Pai was sharply critical of the bureau’s approach, especially since it does not build on the January consensus proposal by NAB, Verizon Wireless, AT&T, T-Mobile and Intel (http://bit.ly/VlZ0qC). “Instead of taking this consensus framework and trying to flesh out further its advantages and disadvantages, today’s Public Notice seeks input on band plans that start with downlink at Channel 51, that permit broadcast television operations in the duplex gap, and that are based on time-division duplexing (TDD),” he said (http://bit.ly/18VDFbn). “In short, it refocuses the agency’s and the public’s attention on a variety of band plans with little or no support in the record. This quixotic enterprise has us tilting at windmills, at serious cost.
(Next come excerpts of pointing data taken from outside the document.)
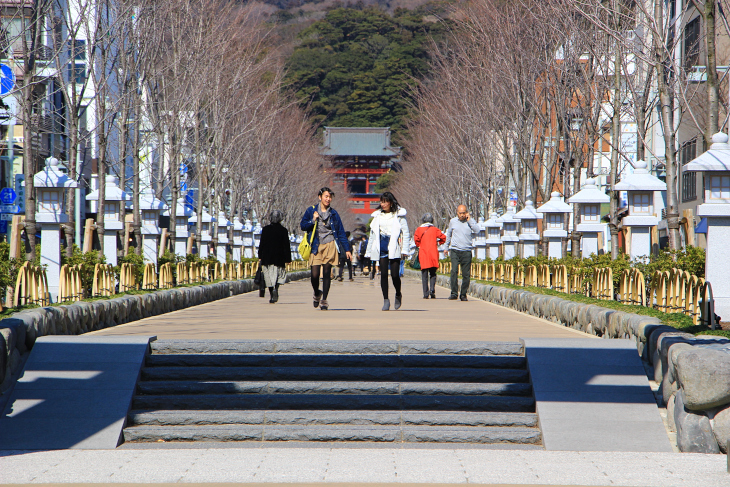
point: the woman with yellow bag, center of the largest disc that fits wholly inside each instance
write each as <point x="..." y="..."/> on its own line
<point x="324" y="240"/>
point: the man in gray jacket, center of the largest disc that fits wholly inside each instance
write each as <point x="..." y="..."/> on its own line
<point x="459" y="243"/>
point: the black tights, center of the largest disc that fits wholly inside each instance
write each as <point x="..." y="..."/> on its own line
<point x="394" y="265"/>
<point x="326" y="279"/>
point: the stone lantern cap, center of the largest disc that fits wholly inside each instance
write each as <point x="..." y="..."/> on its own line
<point x="148" y="201"/>
<point x="112" y="191"/>
<point x="528" y="212"/>
<point x="205" y="217"/>
<point x="640" y="180"/>
<point x="717" y="158"/>
<point x="52" y="177"/>
<point x="590" y="194"/>
<point x="555" y="205"/>
<point x="509" y="217"/>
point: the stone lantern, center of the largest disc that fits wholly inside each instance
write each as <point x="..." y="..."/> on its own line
<point x="715" y="164"/>
<point x="237" y="239"/>
<point x="509" y="233"/>
<point x="205" y="237"/>
<point x="553" y="229"/>
<point x="256" y="236"/>
<point x="480" y="242"/>
<point x="150" y="209"/>
<point x="51" y="184"/>
<point x="182" y="231"/>
<point x="113" y="197"/>
<point x="589" y="200"/>
<point x="529" y="237"/>
<point x="223" y="224"/>
<point x="641" y="187"/>
<point x="248" y="248"/>
<point x="493" y="233"/>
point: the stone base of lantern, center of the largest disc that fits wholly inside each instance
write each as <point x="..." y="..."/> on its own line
<point x="181" y="245"/>
<point x="529" y="248"/>
<point x="51" y="257"/>
<point x="717" y="264"/>
<point x="640" y="242"/>
<point x="510" y="250"/>
<point x="149" y="247"/>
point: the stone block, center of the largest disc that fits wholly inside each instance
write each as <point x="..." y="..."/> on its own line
<point x="694" y="431"/>
<point x="721" y="428"/>
<point x="704" y="375"/>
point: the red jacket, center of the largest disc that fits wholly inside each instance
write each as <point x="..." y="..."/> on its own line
<point x="427" y="238"/>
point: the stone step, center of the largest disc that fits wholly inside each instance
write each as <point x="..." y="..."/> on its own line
<point x="339" y="401"/>
<point x="366" y="374"/>
<point x="335" y="360"/>
<point x="370" y="433"/>
<point x="310" y="417"/>
<point x="321" y="347"/>
<point x="178" y="387"/>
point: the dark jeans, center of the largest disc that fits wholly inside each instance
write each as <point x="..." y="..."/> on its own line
<point x="460" y="258"/>
<point x="428" y="279"/>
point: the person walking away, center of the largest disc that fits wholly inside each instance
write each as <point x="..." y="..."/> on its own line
<point x="344" y="260"/>
<point x="275" y="254"/>
<point x="427" y="238"/>
<point x="329" y="237"/>
<point x="389" y="237"/>
<point x="459" y="244"/>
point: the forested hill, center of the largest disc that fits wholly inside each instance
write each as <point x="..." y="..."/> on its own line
<point x="354" y="67"/>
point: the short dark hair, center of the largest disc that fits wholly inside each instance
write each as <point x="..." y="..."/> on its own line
<point x="389" y="197"/>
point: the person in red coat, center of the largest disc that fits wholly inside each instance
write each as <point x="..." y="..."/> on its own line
<point x="427" y="239"/>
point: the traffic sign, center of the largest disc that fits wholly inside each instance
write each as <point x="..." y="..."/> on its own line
<point x="7" y="196"/>
<point x="7" y="79"/>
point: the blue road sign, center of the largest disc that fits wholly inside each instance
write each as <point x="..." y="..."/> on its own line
<point x="7" y="196"/>
<point x="7" y="79"/>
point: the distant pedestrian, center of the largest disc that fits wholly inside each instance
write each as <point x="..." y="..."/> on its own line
<point x="389" y="237"/>
<point x="329" y="237"/>
<point x="275" y="254"/>
<point x="344" y="260"/>
<point x="427" y="238"/>
<point x="459" y="243"/>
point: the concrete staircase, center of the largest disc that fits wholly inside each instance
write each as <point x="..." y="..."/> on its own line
<point x="224" y="391"/>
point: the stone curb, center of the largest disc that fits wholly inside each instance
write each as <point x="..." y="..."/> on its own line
<point x="693" y="372"/>
<point x="19" y="332"/>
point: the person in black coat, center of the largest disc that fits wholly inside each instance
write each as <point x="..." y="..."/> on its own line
<point x="275" y="253"/>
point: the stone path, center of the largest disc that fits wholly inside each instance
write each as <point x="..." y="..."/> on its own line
<point x="354" y="314"/>
<point x="364" y="465"/>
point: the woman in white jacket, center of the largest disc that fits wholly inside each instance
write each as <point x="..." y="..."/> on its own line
<point x="389" y="240"/>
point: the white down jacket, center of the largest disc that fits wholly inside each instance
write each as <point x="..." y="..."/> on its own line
<point x="400" y="238"/>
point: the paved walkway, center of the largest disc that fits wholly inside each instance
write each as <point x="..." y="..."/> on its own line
<point x="364" y="465"/>
<point x="354" y="314"/>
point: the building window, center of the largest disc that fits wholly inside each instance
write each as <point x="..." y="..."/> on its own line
<point x="529" y="226"/>
<point x="591" y="213"/>
<point x="641" y="203"/>
<point x="720" y="187"/>
<point x="692" y="43"/>
<point x="555" y="221"/>
<point x="77" y="73"/>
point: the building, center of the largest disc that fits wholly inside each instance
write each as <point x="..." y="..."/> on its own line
<point x="359" y="155"/>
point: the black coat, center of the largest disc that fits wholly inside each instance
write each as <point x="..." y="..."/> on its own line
<point x="274" y="247"/>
If the Commission still aims to hold the incentive auction in 2014, we have neither the time nor the resources to focus on band plans that we are highly unlikely to ever adopt."
Pai also questioned whether the bureau had exceeded its authority under the commission’s rules. “Moreover, even if the right questions were posed, this is the wrong way to pose them,” he said. “Under our rules, the Wireless Telecommunications Bureau ’shall not have the authority to act upon notices of proposed rulemaking ... except ... where novel questions of fact, law, or policy are not involved.’ It follows inexorably that the Bureau should not seek comment on new 600 MHz band plans on delegated authority. The Public Notice presents several novel questions of policy, novel enough that I had not even seen most of the band plans contained therein until 48 hours ago. This is precisely the sort of decision that the full Commission should make."
The notice explores other proposed band plans as well. The release of the PN came just before CTIA’s annual show in Las Vegas, but top bureau officials are not expected to attend because of cuts to the agency’s travel budget (CD May 17 p6).